I consider this bad behaviour (NDIS workaround for badly written
miniports) but I am currently not aware if NDIS still does so today
(to cope with this, all my miniports simply ignore DPCs w/o a
preceding ISR).

Stephan
---
On Thu, 24 Feb 2005 19:27:15 -0800, "Alireza Dabagh [MS]"
<alid@online.microsoft.com> wrote:

>Replying to Pavel's question:
>
>>Is this a problem? do you really need DPC queued while you're in Halt() ?

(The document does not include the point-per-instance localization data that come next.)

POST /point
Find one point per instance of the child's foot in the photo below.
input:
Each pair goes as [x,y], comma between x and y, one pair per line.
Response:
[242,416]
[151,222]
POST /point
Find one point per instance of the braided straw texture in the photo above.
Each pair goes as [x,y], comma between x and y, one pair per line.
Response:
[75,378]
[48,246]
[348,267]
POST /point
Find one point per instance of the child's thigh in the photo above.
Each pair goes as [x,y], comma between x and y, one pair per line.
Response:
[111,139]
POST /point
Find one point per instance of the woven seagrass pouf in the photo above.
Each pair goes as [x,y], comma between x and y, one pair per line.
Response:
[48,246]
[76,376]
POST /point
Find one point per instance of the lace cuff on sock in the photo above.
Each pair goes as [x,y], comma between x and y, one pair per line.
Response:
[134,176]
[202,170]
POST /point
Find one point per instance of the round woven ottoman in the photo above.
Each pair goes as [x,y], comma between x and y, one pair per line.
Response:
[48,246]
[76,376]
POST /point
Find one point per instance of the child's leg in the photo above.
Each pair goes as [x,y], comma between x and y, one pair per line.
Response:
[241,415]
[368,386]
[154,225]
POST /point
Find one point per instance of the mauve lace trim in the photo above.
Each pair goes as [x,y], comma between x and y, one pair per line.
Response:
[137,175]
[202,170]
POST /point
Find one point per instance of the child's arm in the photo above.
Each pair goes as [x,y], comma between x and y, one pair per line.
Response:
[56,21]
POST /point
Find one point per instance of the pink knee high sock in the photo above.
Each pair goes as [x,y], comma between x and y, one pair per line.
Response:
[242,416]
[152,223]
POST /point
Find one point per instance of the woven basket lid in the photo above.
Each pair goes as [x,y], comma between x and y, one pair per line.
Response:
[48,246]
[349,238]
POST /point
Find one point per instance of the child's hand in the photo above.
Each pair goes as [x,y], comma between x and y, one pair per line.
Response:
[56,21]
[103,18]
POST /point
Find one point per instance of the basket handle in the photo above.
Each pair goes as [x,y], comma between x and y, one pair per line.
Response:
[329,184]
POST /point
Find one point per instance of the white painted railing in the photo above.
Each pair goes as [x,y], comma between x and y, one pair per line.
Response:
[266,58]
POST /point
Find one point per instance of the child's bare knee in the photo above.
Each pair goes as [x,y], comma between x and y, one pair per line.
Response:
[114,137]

>In general, "absoloutely!" How do we know if in order to clean up and set
>the state of the hardware properly (so it can be re-enabled or the system
>can be restarted without any hang) the driver does not need to write a
>command to a hardware register that will signal its completion through
>generating an interrupt?
>
>In any case, the rule is that as long as the call to
>NdisMDeregisterInterrupt has not returned, you can get caleld at your ISR
>and DPC handler. NDIS will not call your ISR or DPC handler afterward.